Elliot’s eyelashes fluttered, dazed brown eyes peeking out, and he mumbled a strained, “Nick—”

Nick felt his head go light as the blood rushed down to his groin. His pace sped up and he pumped his fist to the same erratic beat of Elliot’s heart. The spell was starting to break; more and more Elliot’s eyes slid open, his swallowed cries moulding to shape words.

Elliot’s hips ground between Nick’s hand and the constant pressure of Nick’s clothed erection pushing against the cleft of his ass. Nick gripped Elliot by the inside of his thigh, keeping his legs spread and his body mostly immobile. The prince’s head whipped from side to side as he bucked his hips into Nick’s hand, gasping the beginnings of incoherent words that vanished into nothing.

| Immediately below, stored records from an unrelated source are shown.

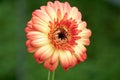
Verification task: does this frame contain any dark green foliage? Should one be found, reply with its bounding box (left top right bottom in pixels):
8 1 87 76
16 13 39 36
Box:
0 0 120 80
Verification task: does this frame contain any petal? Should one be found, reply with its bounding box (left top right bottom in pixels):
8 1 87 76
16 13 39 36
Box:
63 2 71 14
47 1 54 8
31 37 50 47
34 45 54 63
32 17 50 33
54 1 64 20
26 40 38 53
45 6 57 21
26 31 47 40
44 58 58 71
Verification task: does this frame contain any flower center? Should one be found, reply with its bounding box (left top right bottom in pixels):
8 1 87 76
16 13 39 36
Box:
48 19 80 52
51 28 69 45
58 30 67 40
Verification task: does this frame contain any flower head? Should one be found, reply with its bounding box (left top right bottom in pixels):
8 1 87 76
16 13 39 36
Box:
25 1 91 71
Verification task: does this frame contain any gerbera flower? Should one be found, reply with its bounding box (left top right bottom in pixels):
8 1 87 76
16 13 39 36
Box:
25 1 91 71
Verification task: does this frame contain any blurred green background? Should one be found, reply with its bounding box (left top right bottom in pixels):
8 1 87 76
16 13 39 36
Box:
0 0 120 80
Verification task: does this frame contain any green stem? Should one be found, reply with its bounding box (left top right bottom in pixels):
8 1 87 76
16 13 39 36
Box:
48 71 55 80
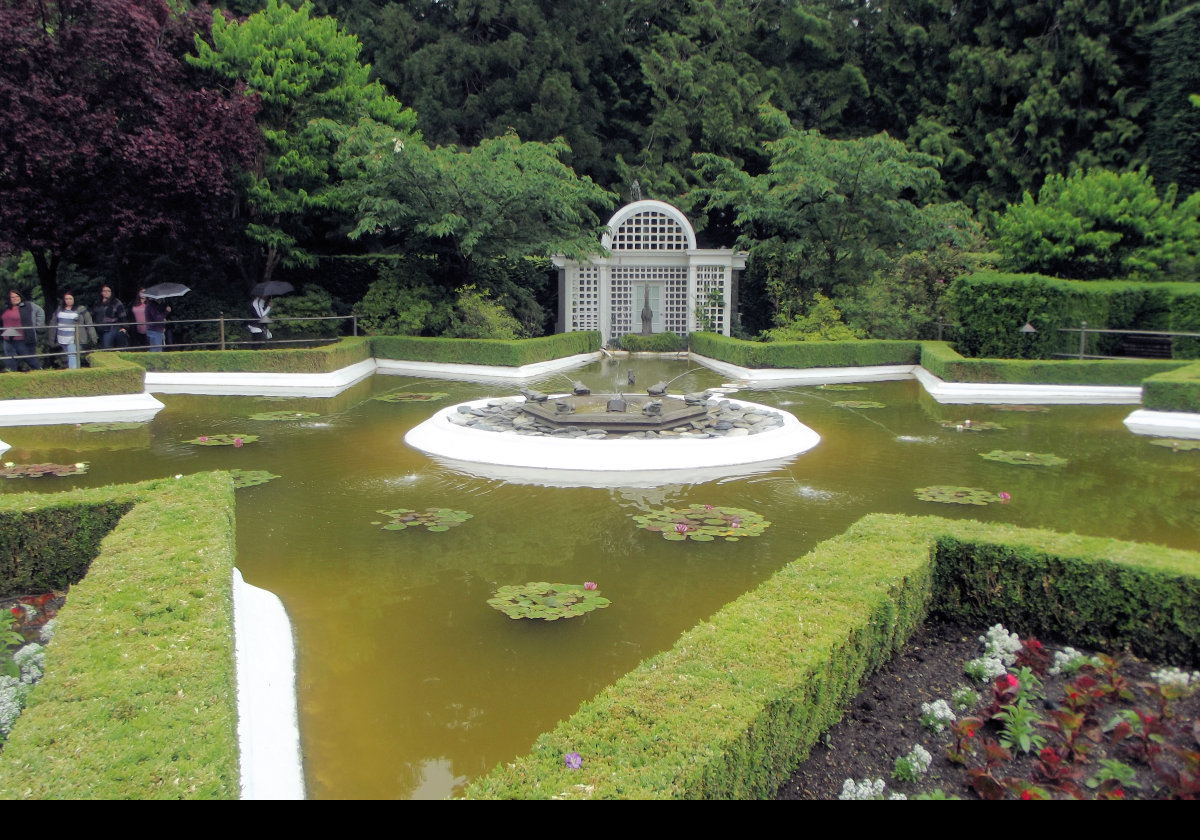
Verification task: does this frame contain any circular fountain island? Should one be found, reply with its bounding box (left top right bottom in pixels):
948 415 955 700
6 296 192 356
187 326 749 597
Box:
404 380 821 487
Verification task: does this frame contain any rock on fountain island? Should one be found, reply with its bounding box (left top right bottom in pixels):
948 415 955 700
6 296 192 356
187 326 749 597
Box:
404 371 821 487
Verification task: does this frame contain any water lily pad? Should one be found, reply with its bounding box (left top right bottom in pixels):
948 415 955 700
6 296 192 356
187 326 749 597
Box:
184 434 258 446
371 508 474 533
913 485 1006 505
834 400 887 408
988 406 1050 414
229 469 280 488
79 421 146 432
371 391 449 402
250 412 320 420
979 449 1067 467
487 581 612 622
0 461 88 479
941 419 1004 432
634 504 770 542
1150 438 1200 452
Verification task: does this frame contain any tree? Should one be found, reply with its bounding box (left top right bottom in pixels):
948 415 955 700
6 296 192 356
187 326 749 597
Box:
996 169 1200 280
696 131 955 325
184 0 415 284
0 0 258 301
342 126 612 287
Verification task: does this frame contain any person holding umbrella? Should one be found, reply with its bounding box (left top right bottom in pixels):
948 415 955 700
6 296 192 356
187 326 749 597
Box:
133 283 191 353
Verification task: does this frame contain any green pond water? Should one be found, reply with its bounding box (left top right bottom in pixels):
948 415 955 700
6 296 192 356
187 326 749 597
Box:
0 361 1200 798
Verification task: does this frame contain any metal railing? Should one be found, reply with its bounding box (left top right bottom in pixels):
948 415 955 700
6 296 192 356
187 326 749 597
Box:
1055 320 1200 359
5 314 359 365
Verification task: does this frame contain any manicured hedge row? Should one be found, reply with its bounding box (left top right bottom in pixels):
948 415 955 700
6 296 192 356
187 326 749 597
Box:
1141 364 1200 413
920 341 1188 386
689 332 920 368
466 515 1200 799
371 332 600 367
619 330 688 353
0 493 133 594
121 336 371 373
0 473 239 799
0 353 145 400
948 271 1200 359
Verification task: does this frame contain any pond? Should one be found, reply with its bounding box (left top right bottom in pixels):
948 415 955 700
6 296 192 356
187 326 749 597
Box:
2 361 1200 798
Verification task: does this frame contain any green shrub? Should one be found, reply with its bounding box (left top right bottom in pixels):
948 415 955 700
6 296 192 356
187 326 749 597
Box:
948 271 1200 359
619 330 688 353
689 332 920 368
466 514 1200 799
1141 364 1200 414
118 336 371 373
920 341 1188 386
0 473 239 799
371 332 600 367
0 353 144 400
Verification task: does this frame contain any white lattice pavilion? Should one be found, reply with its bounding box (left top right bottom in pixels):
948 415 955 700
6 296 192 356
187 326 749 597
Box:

When Elliot came, it wasn’t with a loud scream or an uncontrollable wave of spasms. It was mostly quiet, he sucked in a long breath and held it, mouth parted in ecstasy as his eyes opened wide. His body grew still and rigid against Nick, then all at once he came, semen erupting from his cock in little rushes of white and breathless gasps, “Nick” rolling off his tongue with ease and fluidity.

He slumped against Nick, utterly boneless and spent, and Nick kissed the crown of his head with a chuckle, murmuring, “Glad you decided to join me.”

Elliot let out a hoarse laugh, ducking his head to hide in Nick’s chest. “Helluva way to get revived,” he mumbled, a giddy smile lighting up his face. “And definitely the best way to save a city.”

Reminded by the circumstances for their coupling, Nick’s brows furrowed. “Right… Do you think it worked?” he asked. “I mean, Brunhilde said that waking you would break all the enchantments, so I guess—” He fell silent when Elliot squirmed in his embrace.

The prince repositioned himself so he was straddling Nick. “I dunno,” Elliot said dubiously, pushing Nick back so he was lying flat on the bed. His eyes were alight with mischief. “Maybe we better do that again. Just to be sure we got all those beetches.” Elliot’s hands were already at Nick’s belt. His smile was wide and disarming and Nick craned his neck to kiss him.